教員の負担が減り、子どもの受け入れも増やせるというとは、具体的にどういうことなのでしょう。まだ緒についたばかりの構想で、明確にもなっていなければ、実績もありませんが、専門家がかかげる三つのキーワード――ウクライナ人の起用、デジタルツールの活用、回転ドアモデル――を用いて、以下、その構想の輪郭をたどってみます。

ウクライナ人の教師やアシスタントとしての起用

まず、ウクライナ語での授業が重視されるということは、当然ですが、ウクライナ語を話す教師が必要です。実際にウクライナ語の授業を担当する教員が増えれば、教師数が底上げされ、最終的に授業を受けられる子どもの数も増やすことができます。一方、ウクラナイ語の授業については正規のドイツの教員は関与しないので、教員の負担が増えることもありません。

しかしここで当然、問題なのが、ウクライナ語の授業をする人をどうやって確保するかです。これまでドイツ全国でウクライナ語で授業を行なっているのは、ザクセン州のたった一箇所のみで、しかも20人が受講しているだけでした(Schmoll, Das Trauma, 2022)。これだけではもちろん足りません。このため、ウクライナから避難してきた人のなかから迅速に教師を起用すべきというのが、本稿冒頭の教育大臣の提案でした。

早速、ウクライナ語話者の教員が全国で募集されると、3月下旬までに300人の応募がありました(Schmoll, Neue Schule, 2022)。ただし、その中には、ドイツ語能力がすでにある人も一部含まれましたが、大方はドイツ語能力は十分とはいえません。ドイツの法律では、ドイツ語を母語としてない人は、教職につくためにドイツ語学試験の上級レベルの資格が必要とされていますが、今回は例外的に、ドイツ語能力が十分でないウクライナ人も特別の契約で雇用される見込みです (Spiewak, Erfolg, 2022)。ほかにも、教師資格がないウクライナ人の母親にも、授業のアシスタント役として授業をサポートしてもらう案も検討されています(Sadigh, Die Krisenerfahrung, 2022)。

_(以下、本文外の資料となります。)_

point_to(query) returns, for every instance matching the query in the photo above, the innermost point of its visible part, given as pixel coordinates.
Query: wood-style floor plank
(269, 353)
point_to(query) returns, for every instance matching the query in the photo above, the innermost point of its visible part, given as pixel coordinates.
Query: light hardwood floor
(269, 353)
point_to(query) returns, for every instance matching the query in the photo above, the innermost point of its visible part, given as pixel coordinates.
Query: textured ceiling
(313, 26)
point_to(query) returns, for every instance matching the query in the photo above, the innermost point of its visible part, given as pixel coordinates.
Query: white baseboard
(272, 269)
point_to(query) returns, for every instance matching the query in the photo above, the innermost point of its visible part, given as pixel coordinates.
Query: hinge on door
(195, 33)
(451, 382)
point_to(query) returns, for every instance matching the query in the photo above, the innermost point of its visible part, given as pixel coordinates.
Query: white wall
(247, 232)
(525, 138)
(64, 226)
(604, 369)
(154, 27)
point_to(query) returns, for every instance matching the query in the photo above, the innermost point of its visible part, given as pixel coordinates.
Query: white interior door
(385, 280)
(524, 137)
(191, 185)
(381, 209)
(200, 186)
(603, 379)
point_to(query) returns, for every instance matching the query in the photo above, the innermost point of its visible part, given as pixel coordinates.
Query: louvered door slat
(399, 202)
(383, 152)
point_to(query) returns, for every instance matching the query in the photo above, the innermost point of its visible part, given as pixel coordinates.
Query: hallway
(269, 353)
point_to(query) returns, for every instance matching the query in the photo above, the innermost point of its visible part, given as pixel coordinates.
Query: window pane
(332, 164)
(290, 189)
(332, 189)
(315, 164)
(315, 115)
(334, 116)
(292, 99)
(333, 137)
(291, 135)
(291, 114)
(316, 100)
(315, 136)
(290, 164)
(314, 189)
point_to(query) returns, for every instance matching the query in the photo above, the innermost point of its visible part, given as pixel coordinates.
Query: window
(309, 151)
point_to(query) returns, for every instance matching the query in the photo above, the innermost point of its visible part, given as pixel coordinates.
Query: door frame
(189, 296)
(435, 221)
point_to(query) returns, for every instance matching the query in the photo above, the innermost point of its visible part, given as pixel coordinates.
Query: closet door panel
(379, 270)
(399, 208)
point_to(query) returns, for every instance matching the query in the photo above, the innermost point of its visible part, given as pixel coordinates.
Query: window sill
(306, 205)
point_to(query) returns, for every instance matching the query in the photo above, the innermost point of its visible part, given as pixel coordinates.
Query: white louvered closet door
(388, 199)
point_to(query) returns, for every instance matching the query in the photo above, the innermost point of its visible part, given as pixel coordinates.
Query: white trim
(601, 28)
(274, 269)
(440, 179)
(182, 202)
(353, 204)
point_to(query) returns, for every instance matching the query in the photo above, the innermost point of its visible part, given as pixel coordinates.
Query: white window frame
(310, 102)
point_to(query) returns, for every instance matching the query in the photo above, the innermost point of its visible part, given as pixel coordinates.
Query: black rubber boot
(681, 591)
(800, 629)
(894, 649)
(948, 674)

ちなみに、ウクライナの教師や母親たちへの期待は、オーストリアやスイスでも強く、実際両国でも、教師やアシスタントとしての起用が始まっています。ウィーンでは、定年退職者、大学生、ドイツ語を外国語として教える教育者、いま教師になっていない資格もつ人、に続く、四つ目の重要なグループとして、ウクライナ人教師を位置づけ、すでに3月23日の時点で100人ほど、これに該当する候補者を確保しています(Neuhauser, Heinrich Himmer, 2022)。

ところで、教育現場でここまで迅速に、ウクライナ人から教師をリクルートできたのは、状況が非常に切羽詰まっている、ということももちろん大きいのですが、前例や実績がすでにあることも鍵となっています。ドイツの大学では2015年以降、シリアの教師を研修させ、学校教育に就かせるという試みを続けてきました。この結果、難民としてわたってきたシリアの教師たちの教員として働こうとする意欲は高く、ドイツの教育機会充実に貢献してきました(Schmoll, Das Trauma, 2022)。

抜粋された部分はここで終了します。